Coromandel was at all three of the battles of the Pei-ho or Taku Forts: First (1858), Second (1859), and Third Battle of the Taku Forts (1860). In the second, in 1859, she was sunk but was later raised, repaired, and returned to service. On 23 August 1859 she was the flagship of Vice-Admiral James Hope.

On 25 October 1861 Coromandel was under the command of Lieutenant Duncan George Davidson and serving as tender to . From 29 October 1862 she was under the command of lieutenant Robert Peel Denniston and serving as a tender to . From 17 August 1863 she was under the command of Lieutenant George Poole. Euryalus participated in both the bombardment of Kagoshima on 16 August 1863 and the bombardment of Shimonoseki in September 1864; it is not clear whether Coromandel was in company.

==Later career==
The Navy sold Coromandel in 1866 to R. Byrne & Company, Hong Kong. In 1867 she was sold to Kishu, Japan, where her new owners renamed her Naruto.

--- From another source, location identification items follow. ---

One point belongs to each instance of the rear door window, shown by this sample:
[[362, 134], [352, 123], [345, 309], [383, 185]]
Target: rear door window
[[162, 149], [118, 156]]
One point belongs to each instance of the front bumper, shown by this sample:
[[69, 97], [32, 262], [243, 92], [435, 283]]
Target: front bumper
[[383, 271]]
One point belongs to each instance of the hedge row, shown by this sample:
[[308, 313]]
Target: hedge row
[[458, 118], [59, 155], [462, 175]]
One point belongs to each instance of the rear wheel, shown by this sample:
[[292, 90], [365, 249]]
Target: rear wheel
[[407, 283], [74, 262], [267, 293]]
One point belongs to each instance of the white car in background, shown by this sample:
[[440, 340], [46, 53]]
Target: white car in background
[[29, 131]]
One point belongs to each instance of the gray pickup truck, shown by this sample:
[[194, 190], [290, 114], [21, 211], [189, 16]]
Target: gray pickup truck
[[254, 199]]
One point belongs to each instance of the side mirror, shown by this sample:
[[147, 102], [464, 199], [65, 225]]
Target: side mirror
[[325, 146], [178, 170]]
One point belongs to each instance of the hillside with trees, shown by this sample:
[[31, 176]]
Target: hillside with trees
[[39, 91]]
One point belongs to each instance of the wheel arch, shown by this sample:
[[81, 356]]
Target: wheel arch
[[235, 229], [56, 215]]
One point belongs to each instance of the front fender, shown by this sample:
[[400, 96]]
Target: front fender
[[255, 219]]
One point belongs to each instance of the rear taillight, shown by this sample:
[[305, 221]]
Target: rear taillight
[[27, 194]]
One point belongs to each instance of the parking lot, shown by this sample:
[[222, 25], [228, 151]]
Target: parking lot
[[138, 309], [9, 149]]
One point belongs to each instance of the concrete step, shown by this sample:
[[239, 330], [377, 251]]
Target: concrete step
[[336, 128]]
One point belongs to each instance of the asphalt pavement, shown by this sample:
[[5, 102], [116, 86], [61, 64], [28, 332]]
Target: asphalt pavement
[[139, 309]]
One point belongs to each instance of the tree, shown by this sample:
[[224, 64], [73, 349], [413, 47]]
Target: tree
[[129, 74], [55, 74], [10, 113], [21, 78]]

Glover & Co., of Hong Kong, purchased her in 1868, and converted her to screw propulsion. The company went bankrupt and she was sold to Wright & Co., of Nagasaki, who sold her to Iwatani Shozo, who sold her to Hunt & Co., managers in Japan for the Netherlands Trading Society. She then underwent extensive repairs.

==Fate==
In 1876 Hunt & Co. sold the vessel to shipbreakers. She had been laid up at Yokohama for some time during which her hull had suffered from white ants.